The Italian Association 
of Chemical Engineering 
Online at www.aidic.it/cet 

Guest Editors: Jiří Jaromír Klemeš, Peng Yen Liew, W ai Shin Ho, Jeng Shiun Lim  
Copyright © 2017, AIDIC Serv izi S.r.l., 
ISBN 978-88-95608-47-1; ISSN 2283-9216 

Development of a Model for Benchmarking of Energy 

Consumption and CO2 Emission in Cold-End of Olefin Plant 

Nassim Tahouni, M. Hassan Panjeshahi* 

School of C hemical Engineeri ng, College of Engineeri ng, University of Tehran, Tehran, Iran  

mhpanj@ut.ac.ir 

Benchmarking of different process industries, such as petrochemical processes, with respect to energy 

consumption and CO2 emission, is a fundamental measure while implementing a comprehensive energy plan 

at the national level. Olefin Plant is one of the process industries that is highly energy intensive and needs to be 

addressed when looking at petrochemical complexes. In this research, olefin cold-end, which requires heat 

removal from the process via refrigeration at very low temperatures, has been studied. In sub-ambient 

processes, shaft work requirement is a dominant factor that causes very high energy cost. A conceptual 

mathematical model has been developed to facilitate energy benchmarking in olefin cold-end processes. A 

conceptual model using Pinch analysis is developed to predict energy consumption in refrigeration cycles. To 

develop the model, the cold-end from five Iranian olefin plants were studied and the effect of different factors 

such as technology, capacity, feedstock and product types were investigated. The gap between the current level 

of energy consumption and best practice technology using Pinch analysis was determined. The comparison 

showed an average potential of 17.7 % reduction in shaft work requirement. Having developed the 

aforementioned model, there is no need to undertake a full retrofit study for olefin cold-end processes anymore 

because the model can easily be applied to similar processes and the scope for improvement can be identified. 

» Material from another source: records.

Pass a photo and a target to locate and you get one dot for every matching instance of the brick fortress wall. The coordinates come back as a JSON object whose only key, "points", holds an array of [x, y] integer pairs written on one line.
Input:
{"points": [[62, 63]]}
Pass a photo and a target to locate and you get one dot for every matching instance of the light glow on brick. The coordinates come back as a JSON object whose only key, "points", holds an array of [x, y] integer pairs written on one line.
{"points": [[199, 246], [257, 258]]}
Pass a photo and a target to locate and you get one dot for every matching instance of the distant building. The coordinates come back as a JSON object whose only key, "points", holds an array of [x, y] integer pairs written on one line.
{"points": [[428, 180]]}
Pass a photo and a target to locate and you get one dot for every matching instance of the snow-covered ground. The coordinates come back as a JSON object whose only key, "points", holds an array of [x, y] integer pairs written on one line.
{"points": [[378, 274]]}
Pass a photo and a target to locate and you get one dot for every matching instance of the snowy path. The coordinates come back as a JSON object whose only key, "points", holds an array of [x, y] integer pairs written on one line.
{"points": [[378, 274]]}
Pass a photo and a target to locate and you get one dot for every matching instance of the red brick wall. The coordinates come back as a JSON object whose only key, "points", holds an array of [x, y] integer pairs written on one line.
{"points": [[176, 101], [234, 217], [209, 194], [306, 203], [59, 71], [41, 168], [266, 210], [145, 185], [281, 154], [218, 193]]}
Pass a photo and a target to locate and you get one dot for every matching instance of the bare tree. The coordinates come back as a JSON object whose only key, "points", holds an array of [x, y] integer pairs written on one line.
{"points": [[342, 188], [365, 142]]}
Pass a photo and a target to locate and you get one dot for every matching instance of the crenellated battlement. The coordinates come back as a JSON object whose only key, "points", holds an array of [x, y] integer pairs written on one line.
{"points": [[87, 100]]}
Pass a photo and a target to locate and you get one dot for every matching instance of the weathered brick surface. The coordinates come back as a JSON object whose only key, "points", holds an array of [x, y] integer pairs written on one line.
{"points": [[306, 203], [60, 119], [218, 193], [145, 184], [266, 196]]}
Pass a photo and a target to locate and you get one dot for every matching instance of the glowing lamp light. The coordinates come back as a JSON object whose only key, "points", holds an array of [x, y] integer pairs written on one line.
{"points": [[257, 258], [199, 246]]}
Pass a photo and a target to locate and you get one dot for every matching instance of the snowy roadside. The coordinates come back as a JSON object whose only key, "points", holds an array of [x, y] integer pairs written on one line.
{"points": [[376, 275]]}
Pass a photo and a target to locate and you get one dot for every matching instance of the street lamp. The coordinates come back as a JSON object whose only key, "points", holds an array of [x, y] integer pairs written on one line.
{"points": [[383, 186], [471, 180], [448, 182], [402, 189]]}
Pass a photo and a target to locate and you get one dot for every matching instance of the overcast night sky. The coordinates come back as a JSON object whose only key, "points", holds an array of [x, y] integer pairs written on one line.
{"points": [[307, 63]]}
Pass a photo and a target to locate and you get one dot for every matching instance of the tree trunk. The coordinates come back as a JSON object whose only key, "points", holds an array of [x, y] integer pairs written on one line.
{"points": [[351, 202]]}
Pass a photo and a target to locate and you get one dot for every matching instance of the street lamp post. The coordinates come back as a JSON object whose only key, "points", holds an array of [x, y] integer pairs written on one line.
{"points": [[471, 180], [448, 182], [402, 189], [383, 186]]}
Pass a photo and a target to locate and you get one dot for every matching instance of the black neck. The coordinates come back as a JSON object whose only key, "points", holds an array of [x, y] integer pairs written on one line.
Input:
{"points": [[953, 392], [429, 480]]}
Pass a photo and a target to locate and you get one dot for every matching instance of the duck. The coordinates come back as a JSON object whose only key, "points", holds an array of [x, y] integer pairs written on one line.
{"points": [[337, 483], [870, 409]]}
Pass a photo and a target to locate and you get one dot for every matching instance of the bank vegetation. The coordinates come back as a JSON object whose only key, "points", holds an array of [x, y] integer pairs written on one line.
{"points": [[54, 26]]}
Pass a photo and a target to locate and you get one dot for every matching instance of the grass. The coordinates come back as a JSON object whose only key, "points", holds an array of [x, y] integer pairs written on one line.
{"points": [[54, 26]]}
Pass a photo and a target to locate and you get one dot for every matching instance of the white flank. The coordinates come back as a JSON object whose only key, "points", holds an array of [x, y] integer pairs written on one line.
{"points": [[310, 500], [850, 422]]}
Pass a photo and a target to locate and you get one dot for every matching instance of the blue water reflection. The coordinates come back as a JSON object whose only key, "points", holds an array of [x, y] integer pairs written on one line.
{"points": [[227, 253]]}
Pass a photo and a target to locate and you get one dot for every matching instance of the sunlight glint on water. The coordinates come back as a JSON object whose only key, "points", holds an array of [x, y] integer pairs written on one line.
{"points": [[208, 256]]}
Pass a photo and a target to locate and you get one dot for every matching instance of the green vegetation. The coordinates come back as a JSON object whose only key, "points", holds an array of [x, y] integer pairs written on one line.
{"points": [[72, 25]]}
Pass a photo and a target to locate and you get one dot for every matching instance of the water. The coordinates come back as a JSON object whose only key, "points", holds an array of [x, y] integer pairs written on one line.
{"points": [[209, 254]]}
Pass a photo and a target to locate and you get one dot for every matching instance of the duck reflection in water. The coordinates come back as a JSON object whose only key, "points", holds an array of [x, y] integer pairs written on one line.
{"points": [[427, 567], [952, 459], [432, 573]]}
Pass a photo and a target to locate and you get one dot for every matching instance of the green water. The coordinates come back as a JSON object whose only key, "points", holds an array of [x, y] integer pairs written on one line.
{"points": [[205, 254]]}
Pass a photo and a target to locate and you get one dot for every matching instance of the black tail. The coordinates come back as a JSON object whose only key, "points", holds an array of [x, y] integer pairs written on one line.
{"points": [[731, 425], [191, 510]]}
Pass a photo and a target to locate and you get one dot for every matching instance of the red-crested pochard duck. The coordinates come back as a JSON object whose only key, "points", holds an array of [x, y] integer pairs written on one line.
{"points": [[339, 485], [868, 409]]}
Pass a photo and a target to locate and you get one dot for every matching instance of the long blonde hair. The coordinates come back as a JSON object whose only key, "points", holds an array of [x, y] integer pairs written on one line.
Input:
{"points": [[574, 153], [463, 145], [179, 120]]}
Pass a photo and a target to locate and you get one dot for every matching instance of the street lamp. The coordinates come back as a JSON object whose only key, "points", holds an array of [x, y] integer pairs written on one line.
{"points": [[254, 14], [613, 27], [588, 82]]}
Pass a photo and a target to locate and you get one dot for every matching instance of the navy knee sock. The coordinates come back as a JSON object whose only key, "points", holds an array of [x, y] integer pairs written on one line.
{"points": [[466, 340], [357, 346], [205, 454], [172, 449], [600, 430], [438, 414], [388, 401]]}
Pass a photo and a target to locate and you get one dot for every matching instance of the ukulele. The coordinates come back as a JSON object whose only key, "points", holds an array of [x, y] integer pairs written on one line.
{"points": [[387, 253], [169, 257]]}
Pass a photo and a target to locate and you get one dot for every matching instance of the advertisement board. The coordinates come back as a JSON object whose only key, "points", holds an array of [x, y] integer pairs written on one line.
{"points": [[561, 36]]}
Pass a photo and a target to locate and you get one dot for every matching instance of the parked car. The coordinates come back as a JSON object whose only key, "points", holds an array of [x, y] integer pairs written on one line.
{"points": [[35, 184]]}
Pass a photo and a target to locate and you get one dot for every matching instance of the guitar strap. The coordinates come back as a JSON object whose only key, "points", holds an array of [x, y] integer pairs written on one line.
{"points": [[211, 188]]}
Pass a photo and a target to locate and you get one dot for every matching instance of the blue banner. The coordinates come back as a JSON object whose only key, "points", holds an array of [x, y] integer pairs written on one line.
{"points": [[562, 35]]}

Both time and money associated with extra engineering work can be saved. Application of this model to all 

olefin’s cold-end processes in Iran showed that there would be 65,838 kW/h potential for energy consumption 

reduction, which is equivalent to about 382,519 t of CO2 emissions. 

1. Introduction 

Olefin plant is one of the most energy-intensive industries in the petrochemical complexes. Ren et al. (2006) 

reviewed energy efficiency in conventional steam cracking and innovative olefin technologies and reported up 

to 20 % savings in the pyrolysis section of naphtha cracking and up to 15 % savings in the compression and 

separation parts in total. A low-temperature separation system such as the cold-end of olefin plant usually 

consists of three main systems: separation systems (usually distillation column), heat exchange system (multi-

stream plate fin heat exchanger or other exchangers) and refrigeration system. The design of the low-

temperature separation system is complicated because an interaction exists among the design of distillation 

columns, heat exchanger networks and refrigeration cycles (Tahouni et al., 2010). 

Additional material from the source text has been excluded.